鈴木代表は「どこにいても予約なしで診療が受けられるという利点は、有事の際のインフラにもつながるはずだと感じています」とシステムの可能性を語り、「高い患者ニーズに応えるためにも、全国の医師に参加してほしい」とアピールする。今後の課題は、サービスの認知だといい、「我々はベンチャー企業ですから、大企業のようにマーケティング費用が潤沢にあるわけではありません。未来の医療の形の一つになる『イシャチョク』というビジネスアイデアの賛同者が増えるよう、ベンチャーキャピタルなどに働きかけていくことも課題です」と話す。

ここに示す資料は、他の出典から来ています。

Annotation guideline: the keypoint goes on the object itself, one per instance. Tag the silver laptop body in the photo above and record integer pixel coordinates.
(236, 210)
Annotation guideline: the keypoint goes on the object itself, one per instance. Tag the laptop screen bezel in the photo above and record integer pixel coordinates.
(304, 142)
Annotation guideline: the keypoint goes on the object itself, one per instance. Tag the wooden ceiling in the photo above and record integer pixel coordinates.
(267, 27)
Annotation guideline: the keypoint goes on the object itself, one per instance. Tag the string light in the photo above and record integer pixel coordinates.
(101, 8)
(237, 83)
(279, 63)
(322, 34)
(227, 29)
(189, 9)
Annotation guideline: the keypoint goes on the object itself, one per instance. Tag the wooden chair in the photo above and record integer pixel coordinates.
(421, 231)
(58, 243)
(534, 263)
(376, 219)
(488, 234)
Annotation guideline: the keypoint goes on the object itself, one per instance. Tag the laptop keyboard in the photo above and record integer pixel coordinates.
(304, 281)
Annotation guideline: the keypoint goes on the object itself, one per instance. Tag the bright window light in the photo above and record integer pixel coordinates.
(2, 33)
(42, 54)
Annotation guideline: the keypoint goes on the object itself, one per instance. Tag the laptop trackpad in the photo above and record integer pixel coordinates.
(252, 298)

また、「今後はオンラインで解決する問題であればオンラインで対応するという社会に変わっていくと思うので、もちろん対面診療は必ず必要なものですが、対面診療が99%を占めるというような現状から、少しずつオンライン診療の比率が増えていくと見込んでいます。対面診療を否定するのではなく、違うツールがあり、そこに患者のニーズもある。そこに気付きながらも行動に移していない医師が多いというところにジレンマを感じています」と明かす。

「患者のニーズを徹底的に追求する」という鈴木代表は、ヘルステック企業として、オンライン診療と併せて患者の情報を取得できるウェアラブルデバイスの開発も予定している。その志は、医療DXの先にある未来へとつながっている。

株式会社オンラインドクター.com代表取締役

鈴木幹啓

1975年、三重県出身。自治医科大学を卒業後、2010年に和歌山県新宮市に「すずきこどもクリニック」を開院。デジタル戦略などを活用し、介護事業や不動産業など複数の事業も展開。2020年、株式会社オンラインドクター.comを設立。日本で一番忙しい小児科医と呼ばれる。日本小児科学会認定小児科専門医。